1969 begannen Rentsch und Müller ihre Ausbildungen in Gardelegen im Krankenhaus, die eine als Krankenschwester, die andere als Kinderkrankenschwester. Anschließend absolvierte Rentsch die Hebammen-Ausbildung in Magdeburg in der Landesfrauenklinik. Ihre erste Geburt als Hebamme in Gardelegen erlebte sie im Februar 1974. "Da hat das Herz geflattert", erzählt sie. Ihre Entscheidung für den Hebammenberuf stand für die ehemalige Oebisfelderin von Beginn an fest. Denn in der Allerstadt wohnte sie gegenüber vom Entbindungsheim. "Und da ging immer eine Hebamme mit ihrer Tasche rein, das hat mich schon als kleines Mädchen fasziniert", erzählt die Gardelegerin.

Ute Müller ist seit 1980 in Gardelegen auf der Entbindungsstation aktiv. "Unser Beruf ist eine Berufung", sagt Müller. Im Laufe der Jahrzehnte haben die beiden viel erlebt, glückliche Mütter, aber auch sich sorgende Eltern. "Heute muss immer alles perfekt sein, aber das Leben ist es manchmal nicht", so Müller.

Ihre eigenen Kinder entbanden Rentsch und Müller auch in Gardelegen, im Beisein der Kolleginnen. Die eigene Geburtserfahrung habe durchaus verändert. "Man kann es den Frauen nachempfinden", sagt Müller. Und Rentsch ergänzt, dass es gerade heute, wo im Fernsehen gefühlt in einer halben Stunde entbunden werde, immer wieder für die Frauen erstaunlich sei, "dass die Natur etwas vordiktiert, was man aushalten muss". Die Qualitäten, die eine Hebamme braucht sind, Geduld und "unheimlich viel Liebe und Einfühlungsvermögen", sagt Ute Müller überzeugt.

Mit den Frauen bei den schmerzhaften Wehen mitzuleiden, sei in Ordnung, aber "man darf halt nicht vor Mitleid zerfließen", so Rentsch.
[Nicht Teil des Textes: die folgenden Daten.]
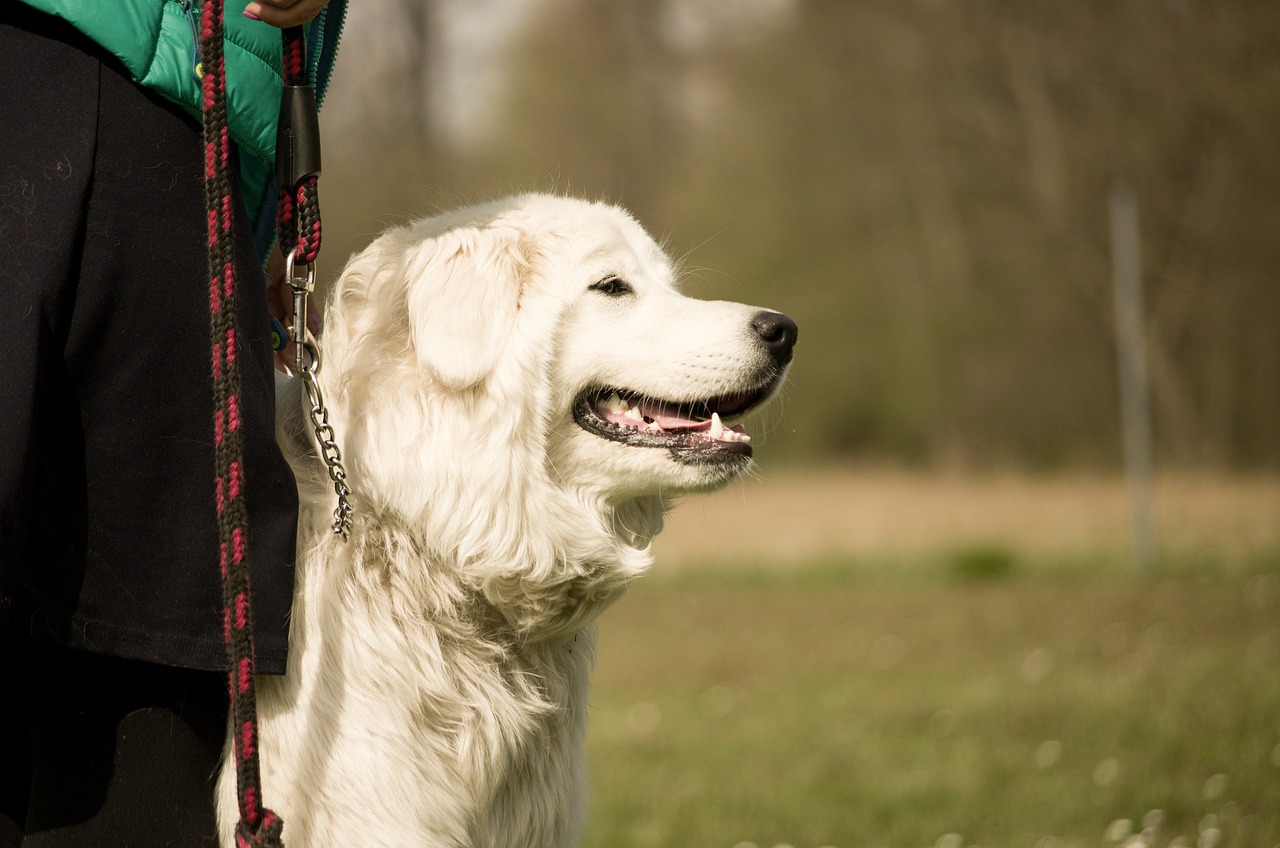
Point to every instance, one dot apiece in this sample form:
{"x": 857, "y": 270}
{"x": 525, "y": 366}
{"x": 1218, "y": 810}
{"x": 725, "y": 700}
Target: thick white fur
{"x": 437, "y": 685}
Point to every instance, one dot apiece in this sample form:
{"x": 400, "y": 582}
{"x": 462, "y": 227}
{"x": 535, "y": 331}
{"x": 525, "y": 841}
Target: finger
{"x": 275, "y": 13}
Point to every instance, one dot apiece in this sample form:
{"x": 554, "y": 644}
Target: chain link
{"x": 307, "y": 365}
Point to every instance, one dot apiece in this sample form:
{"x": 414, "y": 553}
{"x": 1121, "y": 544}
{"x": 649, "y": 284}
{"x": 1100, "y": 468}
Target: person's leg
{"x": 124, "y": 753}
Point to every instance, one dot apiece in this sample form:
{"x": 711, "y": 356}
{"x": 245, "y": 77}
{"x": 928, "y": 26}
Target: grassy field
{"x": 860, "y": 661}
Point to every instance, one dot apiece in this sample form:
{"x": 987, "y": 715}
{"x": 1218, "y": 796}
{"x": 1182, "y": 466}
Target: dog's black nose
{"x": 778, "y": 334}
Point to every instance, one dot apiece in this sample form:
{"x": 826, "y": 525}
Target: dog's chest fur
{"x": 414, "y": 715}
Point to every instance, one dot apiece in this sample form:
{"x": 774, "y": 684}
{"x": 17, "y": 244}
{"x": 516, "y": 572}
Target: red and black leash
{"x": 298, "y": 222}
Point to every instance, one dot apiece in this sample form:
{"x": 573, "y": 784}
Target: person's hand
{"x": 279, "y": 301}
{"x": 284, "y": 13}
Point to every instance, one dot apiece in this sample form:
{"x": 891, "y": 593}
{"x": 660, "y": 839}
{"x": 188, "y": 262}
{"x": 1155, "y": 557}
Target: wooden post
{"x": 1132, "y": 363}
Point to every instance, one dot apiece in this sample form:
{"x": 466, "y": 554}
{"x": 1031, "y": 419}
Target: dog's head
{"x": 538, "y": 347}
{"x": 522, "y": 386}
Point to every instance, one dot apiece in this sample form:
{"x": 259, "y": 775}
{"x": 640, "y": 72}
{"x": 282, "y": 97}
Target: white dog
{"x": 519, "y": 391}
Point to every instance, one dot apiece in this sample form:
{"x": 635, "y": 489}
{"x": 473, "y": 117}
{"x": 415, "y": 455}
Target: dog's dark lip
{"x": 690, "y": 445}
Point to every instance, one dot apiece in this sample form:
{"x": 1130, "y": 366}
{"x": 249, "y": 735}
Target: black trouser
{"x": 100, "y": 752}
{"x": 108, "y": 523}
Und irgendwann kommt er dann, der Satz kurz vorm Ziel nach stundenlanger Anstrengung: "Augen zu, Kopf auf die Brust und Pressen." Da sei im Eifer des Gefechts auch durchaus mal zu "Kopf zu und Augen auf die Brust" geworden.

Ganz bedauerlich finden beide die steigende Anzahl an Kaiserschnitten. "Die Hebammenkunst leidet darunter", so Müller. Pflegedienstleiterin Sandra Bothe dankte Erika Rentsch gestern für die vielen Dienstjahre: "Bewahren Sie sich die Glücksmomente." Wenn auch Ute Müller im November das Team verlässt, werden weiterhin sechs Hebammen auf der Station tätig sein, denn mit Christina Bressel (23) und Anna Emilia Kerkow (22) sind zwei junge Hebammen bereits eingearbeitet.

So ganz kann Erika Rentsch aber noch nicht von den Schwangeren und Babys lassen, denn in der Vor- und Nachsorge wird sie weiterhin tätig sein. Und daher sicherlich auch mal auf der Station vorbeischauen: "Ich brauche die Luft noch ein bisschen", merkt sie schmunzelnd an. Mehr Zeit bleibt aber nun für ihre zwei Töchter, drei Enkelkinder und natürlich für ihren Mann. So ganz fernab von Schichtdiensten und Arbeit an Feiertagen. Mehr Zeit fürs Lesen und für Reisen wird sein.

Auf mehr Zeit für ihren Mann, für Sohn und Tochter sowie ihre drei Enkelkinder freut sich auch Ute Müller schon. Aber bis dahin wird sie noch einigen Kinder im Kreißsaal auf die Welt helfen.